Lyme claps both hands to her face as tears burn trails down her cheeks and her head fills with pressure. A scream builds up inside her and fights to release itself, and Lyme might have been lying when she told Brutus she knew he would win but she never thought it would be like this. Not like this. The sound makes it halfway out, and Lyme clamps it down to a half-crazed gurgle and bites the flesh on her palm to keep it inside.
A message flashes across the bottom of Lyme's screen: HANGAR 15, 10 MINUTES. TELL NO ONE.
Lyme stops rocking, hands still plastered over her mouth, and she sucks in several long, wet breaths. Onscreen the hovercraft descends and picks up Brutus' body; he hangs limp in the claw, arms extended and head flopped to the side, and he's dead. Her friend is dead. The best, most loyal, most stupidly honourable Victor Two ever produced is dead and the Capitol killed him. Sure, they killed him the day they announced the rules for the 75 th , but this is worse, so much worse.
The message flickers out, and Lyme takes another breath. Brutus is dead but this isn't over. The people who did this are still alive, and Lyme will make them pay. Them and the whole system they built -- the one she's been a part of since she was seven years old -- and she is going to tear it to the ground and set the foundations on fire. Brutus would hate her for it, he'd tell her he's not worth it, but he's not here, is he.
Lyme takes one last look at the screen as the claw retracts -- presses her fingers against the glass over Brutus' body before it disappears -- then pushes herself to her feet and slips out. Nobody even glances at her, too transfixed by the drama on their own screens, and Lyme heads straight for the elevator that will take her to the Two floor. It'll be a stretch to make the hangar in ten minutes, and this doesn't exactly qualify as telling no one, but they take Lyme with Claudius or not at all.
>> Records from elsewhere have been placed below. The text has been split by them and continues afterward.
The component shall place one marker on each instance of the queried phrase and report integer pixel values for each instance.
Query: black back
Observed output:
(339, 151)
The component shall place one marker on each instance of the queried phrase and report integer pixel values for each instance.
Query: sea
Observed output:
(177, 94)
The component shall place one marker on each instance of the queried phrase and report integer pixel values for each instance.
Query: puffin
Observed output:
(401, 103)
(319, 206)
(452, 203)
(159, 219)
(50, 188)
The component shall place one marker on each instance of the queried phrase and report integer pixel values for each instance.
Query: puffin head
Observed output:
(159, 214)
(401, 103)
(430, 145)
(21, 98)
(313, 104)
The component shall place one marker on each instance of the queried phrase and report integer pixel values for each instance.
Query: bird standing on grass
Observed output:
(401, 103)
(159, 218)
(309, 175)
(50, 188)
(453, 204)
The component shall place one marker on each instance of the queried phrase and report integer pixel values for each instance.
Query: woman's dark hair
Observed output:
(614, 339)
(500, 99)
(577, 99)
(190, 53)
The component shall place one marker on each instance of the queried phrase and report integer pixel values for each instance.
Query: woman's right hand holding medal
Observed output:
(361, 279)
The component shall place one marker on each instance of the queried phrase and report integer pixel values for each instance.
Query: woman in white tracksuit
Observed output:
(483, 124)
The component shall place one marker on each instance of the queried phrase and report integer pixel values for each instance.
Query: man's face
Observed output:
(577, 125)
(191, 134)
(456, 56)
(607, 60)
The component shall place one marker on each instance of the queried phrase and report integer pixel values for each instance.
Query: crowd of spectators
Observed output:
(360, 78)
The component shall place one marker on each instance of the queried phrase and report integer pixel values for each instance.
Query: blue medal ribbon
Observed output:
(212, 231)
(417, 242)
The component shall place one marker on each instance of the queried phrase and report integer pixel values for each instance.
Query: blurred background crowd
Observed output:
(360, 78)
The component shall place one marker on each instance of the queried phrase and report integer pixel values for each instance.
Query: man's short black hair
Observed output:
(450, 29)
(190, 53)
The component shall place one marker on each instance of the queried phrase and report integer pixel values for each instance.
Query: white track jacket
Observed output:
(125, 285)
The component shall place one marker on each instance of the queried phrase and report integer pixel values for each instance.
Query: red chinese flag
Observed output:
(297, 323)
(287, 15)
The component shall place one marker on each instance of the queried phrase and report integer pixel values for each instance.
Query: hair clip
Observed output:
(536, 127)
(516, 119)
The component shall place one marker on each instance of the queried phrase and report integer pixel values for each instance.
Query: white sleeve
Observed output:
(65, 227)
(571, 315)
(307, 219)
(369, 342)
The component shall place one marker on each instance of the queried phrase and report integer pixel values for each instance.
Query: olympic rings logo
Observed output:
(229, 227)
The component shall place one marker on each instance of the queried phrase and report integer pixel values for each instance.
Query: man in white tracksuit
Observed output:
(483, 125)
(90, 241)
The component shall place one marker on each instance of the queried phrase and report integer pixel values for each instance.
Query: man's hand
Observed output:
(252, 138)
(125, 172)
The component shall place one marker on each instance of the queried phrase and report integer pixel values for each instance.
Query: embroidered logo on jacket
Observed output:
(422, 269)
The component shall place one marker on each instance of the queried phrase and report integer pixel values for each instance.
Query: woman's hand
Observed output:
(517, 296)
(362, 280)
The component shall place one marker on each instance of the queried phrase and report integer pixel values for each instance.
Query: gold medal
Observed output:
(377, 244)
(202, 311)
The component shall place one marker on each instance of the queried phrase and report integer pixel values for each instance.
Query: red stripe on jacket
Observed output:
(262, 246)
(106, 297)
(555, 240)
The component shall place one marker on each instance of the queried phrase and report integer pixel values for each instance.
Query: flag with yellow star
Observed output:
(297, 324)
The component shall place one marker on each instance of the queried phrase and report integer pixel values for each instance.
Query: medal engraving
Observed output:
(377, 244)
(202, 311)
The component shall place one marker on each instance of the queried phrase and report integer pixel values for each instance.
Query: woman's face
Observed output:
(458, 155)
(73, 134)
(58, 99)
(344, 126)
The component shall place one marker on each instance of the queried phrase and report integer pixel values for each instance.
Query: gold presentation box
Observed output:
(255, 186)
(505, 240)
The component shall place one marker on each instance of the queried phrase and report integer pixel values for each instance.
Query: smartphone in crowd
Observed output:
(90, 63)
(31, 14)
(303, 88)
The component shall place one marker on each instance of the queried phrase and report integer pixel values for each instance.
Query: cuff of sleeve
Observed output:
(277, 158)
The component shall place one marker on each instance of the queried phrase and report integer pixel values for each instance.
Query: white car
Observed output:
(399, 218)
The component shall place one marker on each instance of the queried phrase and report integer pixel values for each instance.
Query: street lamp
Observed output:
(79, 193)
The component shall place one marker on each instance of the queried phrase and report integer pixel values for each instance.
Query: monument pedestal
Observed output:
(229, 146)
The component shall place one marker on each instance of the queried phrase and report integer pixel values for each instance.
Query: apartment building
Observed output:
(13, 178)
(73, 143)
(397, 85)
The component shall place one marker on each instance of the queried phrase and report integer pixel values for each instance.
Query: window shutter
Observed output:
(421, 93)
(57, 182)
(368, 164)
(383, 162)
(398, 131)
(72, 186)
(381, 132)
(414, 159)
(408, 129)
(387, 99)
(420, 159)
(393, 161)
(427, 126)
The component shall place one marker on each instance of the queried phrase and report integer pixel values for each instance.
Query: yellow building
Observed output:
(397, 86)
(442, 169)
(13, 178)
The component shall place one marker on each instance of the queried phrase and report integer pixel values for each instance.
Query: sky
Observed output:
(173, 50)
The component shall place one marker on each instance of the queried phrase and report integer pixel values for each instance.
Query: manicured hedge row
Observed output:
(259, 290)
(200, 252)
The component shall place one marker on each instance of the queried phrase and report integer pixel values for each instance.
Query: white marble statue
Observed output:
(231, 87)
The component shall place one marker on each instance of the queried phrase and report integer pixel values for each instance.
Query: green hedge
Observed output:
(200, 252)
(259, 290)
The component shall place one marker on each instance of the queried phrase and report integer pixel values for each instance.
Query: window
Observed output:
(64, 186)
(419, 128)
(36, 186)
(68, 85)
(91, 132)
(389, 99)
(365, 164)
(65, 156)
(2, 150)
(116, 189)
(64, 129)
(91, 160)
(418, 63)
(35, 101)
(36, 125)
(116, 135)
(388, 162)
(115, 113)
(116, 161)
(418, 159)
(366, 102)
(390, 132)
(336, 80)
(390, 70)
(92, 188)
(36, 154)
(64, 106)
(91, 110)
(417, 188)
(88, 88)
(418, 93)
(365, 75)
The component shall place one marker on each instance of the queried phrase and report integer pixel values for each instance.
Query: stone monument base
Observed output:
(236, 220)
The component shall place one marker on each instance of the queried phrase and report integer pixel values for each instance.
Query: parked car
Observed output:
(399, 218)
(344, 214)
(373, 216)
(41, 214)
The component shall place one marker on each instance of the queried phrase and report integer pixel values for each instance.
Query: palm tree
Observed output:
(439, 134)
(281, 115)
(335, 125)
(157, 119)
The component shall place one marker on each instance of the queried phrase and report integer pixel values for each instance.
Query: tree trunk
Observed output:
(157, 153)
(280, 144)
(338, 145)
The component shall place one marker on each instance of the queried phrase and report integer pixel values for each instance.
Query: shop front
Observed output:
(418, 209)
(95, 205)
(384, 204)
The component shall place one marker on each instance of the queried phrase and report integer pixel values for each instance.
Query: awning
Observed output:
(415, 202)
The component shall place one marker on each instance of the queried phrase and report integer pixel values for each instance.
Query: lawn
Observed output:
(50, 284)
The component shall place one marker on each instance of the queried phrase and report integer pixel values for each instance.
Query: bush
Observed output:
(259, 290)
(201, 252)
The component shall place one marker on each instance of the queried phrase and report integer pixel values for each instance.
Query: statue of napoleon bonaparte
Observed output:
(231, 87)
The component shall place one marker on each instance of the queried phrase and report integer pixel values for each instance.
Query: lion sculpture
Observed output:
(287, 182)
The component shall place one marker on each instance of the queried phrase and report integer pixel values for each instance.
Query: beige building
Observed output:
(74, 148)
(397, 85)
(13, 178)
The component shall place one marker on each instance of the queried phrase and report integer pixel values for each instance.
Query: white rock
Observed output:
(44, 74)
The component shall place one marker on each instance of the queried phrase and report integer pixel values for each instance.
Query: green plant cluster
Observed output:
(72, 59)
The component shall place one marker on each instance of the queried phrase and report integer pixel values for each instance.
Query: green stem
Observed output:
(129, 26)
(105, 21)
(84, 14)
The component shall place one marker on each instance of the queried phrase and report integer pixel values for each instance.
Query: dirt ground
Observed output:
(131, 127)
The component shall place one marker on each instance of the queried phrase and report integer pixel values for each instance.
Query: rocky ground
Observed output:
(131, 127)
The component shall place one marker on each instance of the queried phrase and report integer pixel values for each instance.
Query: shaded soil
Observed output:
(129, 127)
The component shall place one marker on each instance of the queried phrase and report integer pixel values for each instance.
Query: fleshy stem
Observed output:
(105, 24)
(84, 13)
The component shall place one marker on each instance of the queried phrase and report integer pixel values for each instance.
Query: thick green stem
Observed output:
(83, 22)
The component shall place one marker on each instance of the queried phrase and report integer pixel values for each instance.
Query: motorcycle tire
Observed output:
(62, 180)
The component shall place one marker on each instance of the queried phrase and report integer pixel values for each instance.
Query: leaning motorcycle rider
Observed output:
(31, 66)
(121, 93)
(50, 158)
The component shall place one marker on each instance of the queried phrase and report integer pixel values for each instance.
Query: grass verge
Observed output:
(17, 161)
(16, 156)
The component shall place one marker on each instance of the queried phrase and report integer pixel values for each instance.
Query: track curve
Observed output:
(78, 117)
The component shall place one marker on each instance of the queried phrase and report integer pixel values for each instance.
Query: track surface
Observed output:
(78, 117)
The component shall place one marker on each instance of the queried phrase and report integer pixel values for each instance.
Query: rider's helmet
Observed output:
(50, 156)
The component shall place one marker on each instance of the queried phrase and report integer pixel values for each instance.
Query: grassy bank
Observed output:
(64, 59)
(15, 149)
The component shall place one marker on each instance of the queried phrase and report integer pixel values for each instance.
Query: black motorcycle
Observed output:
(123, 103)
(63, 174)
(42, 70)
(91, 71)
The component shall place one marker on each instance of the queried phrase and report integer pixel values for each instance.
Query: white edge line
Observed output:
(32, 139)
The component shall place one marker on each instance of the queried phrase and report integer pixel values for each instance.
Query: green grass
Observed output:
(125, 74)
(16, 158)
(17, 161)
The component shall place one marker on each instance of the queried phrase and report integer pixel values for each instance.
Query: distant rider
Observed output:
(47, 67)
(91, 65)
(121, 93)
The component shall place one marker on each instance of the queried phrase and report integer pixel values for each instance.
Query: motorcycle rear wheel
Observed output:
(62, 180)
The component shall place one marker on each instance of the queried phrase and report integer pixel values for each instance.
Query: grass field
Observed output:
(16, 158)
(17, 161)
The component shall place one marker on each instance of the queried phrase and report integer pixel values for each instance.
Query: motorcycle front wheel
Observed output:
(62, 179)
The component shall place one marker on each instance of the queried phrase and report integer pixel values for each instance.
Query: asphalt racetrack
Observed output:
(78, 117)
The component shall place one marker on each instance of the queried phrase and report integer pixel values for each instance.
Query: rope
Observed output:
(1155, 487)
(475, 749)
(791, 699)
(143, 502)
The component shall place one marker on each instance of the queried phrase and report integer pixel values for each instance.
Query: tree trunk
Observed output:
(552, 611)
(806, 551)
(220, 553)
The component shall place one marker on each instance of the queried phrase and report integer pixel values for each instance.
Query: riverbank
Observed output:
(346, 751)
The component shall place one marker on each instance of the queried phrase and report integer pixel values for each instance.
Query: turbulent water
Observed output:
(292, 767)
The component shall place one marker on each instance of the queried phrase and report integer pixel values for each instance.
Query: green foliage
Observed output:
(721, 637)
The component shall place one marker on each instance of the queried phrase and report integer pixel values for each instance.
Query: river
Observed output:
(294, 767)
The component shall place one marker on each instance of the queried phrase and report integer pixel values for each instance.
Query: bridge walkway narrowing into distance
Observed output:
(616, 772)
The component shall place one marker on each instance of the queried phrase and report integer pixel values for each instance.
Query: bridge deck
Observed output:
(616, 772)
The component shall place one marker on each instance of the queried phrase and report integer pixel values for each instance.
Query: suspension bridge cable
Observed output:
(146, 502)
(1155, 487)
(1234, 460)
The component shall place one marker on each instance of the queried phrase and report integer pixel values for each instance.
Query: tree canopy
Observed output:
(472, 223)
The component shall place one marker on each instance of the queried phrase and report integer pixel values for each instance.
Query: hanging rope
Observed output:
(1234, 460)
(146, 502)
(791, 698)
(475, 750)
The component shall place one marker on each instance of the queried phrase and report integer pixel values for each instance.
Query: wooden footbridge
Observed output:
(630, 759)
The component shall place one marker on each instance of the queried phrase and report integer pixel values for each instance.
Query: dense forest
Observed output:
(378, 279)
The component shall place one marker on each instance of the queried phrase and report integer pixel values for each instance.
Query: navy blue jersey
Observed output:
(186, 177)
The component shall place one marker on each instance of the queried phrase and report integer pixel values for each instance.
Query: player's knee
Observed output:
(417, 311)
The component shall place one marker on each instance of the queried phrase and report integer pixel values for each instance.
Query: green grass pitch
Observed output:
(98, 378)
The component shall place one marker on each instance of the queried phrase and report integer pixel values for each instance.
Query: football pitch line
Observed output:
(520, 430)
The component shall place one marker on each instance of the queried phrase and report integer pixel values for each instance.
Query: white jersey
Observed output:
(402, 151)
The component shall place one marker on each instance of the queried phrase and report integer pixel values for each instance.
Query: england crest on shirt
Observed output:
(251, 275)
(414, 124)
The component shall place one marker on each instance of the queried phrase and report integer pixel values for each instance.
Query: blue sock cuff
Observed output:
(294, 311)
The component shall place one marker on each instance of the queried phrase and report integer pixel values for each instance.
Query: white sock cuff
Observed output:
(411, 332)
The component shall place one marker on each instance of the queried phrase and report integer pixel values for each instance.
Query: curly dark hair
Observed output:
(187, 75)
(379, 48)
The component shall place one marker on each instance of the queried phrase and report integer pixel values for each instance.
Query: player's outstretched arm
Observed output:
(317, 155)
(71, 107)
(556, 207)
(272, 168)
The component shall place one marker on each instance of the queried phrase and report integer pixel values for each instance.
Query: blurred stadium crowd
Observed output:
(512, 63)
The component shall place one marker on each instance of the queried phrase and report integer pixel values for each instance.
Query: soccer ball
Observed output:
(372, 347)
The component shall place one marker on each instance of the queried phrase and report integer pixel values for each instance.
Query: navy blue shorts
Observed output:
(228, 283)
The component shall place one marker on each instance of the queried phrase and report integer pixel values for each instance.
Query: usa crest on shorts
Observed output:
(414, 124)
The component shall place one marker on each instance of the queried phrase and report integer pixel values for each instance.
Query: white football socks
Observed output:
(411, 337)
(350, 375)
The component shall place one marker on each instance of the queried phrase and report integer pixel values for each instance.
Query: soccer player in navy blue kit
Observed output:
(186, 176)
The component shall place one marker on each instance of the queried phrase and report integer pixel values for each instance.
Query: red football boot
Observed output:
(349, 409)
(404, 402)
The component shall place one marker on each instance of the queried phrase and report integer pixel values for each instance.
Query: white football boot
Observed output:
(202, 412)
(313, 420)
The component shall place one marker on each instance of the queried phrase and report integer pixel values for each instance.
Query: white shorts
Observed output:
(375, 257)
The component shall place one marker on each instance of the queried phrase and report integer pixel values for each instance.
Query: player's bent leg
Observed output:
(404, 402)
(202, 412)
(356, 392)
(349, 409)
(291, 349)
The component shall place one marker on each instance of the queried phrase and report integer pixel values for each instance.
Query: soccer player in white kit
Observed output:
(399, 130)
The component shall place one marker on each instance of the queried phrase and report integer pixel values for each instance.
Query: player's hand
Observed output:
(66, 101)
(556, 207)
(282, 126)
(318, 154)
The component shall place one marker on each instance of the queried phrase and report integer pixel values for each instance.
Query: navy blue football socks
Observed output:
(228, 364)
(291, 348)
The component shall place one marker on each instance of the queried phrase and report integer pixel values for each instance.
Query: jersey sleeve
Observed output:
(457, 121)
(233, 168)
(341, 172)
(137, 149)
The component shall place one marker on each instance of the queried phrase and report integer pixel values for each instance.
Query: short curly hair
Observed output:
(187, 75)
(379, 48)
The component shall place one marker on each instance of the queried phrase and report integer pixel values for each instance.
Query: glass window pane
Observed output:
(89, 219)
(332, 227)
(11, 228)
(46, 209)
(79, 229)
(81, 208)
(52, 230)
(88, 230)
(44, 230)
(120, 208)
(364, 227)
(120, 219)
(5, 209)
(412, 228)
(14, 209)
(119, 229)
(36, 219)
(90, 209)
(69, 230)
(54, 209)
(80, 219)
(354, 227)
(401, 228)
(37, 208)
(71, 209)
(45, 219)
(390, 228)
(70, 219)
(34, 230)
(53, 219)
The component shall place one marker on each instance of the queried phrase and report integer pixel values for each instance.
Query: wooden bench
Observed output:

He's sprawled on his bed with one arm over his eyes, dozing after working almost twenty-four straight hours on the sponsor floor, but he sits up with a jolt when Lyme tosses his bag at his head. "Well?" Lyme snaps. "You coming?"
Claudius scrambles out of bed, shoving his arms through the straps of his bag. "Thought you'd never ask."
Lyme pulls him in and presses a hard kiss to his hair a she tugs him out of the room. "It's just us," she says. "We've got a ride out and everything."
Claudius nods, eyes darting as he takes in the hallway cameras and does his best to keep his body language and expression neutral. "What happened?" he asks under his breath, not moving his lips.
Lyme exhales. "Brutus."
Claudius says nothing, but he twines his fingers into hers, and Lyme grips back hard.
The corridor leading up to Hangar 15 is empty, and inside is a small personal transport shuttle. "I said come alone," says the man waiting at the ramp, but Lyme doesn't let go of Claudius' hand, and he clicks his teeth after a short staredown. "Never mind. Let's go."
Lyme looks back once, but there's nothing to look at. The others are still doing their jobs, still hoping if they play by the rules then there will be some exception, some salvation, but there's nothing. Brutus is dead, and with him any hope Lyme had of surviving in this hell without setting it all on fire. She's leaving her mentor and her girl, Nero and Artemisia still working to bring Enobaria home, and a part of Lyme tears itself loose and stabs her in the heart but what can she do? Nero would argue with her and try using logic, Misha would beg her not to go, and both would ask too many questions and waste time. Maybe it would even work -- maybe Lyme would calm down, agree not to do anything irrational, come back home and mentor tribute after tribute until the day her body gives out around her, but no, she can't. No more children will die if she can help it, not next year or any year after that.
"C'mon boss," Claudius says, and Lyme nods. She turns her back on her life and loved ones and everything she knows to stalk into the shuttle, holding her breath until the ramp closes behind her and the vehicle lifts off into the air. Tears press at the backs of her eyelids but she blinks them back in a fury. It's too late for that. Lyme will shed no more helpless tears, not ever again.
"Now that I'm here," Lyme says to the man, lifting her head and squaring her shoulders. "I'd like to know who I'm working for."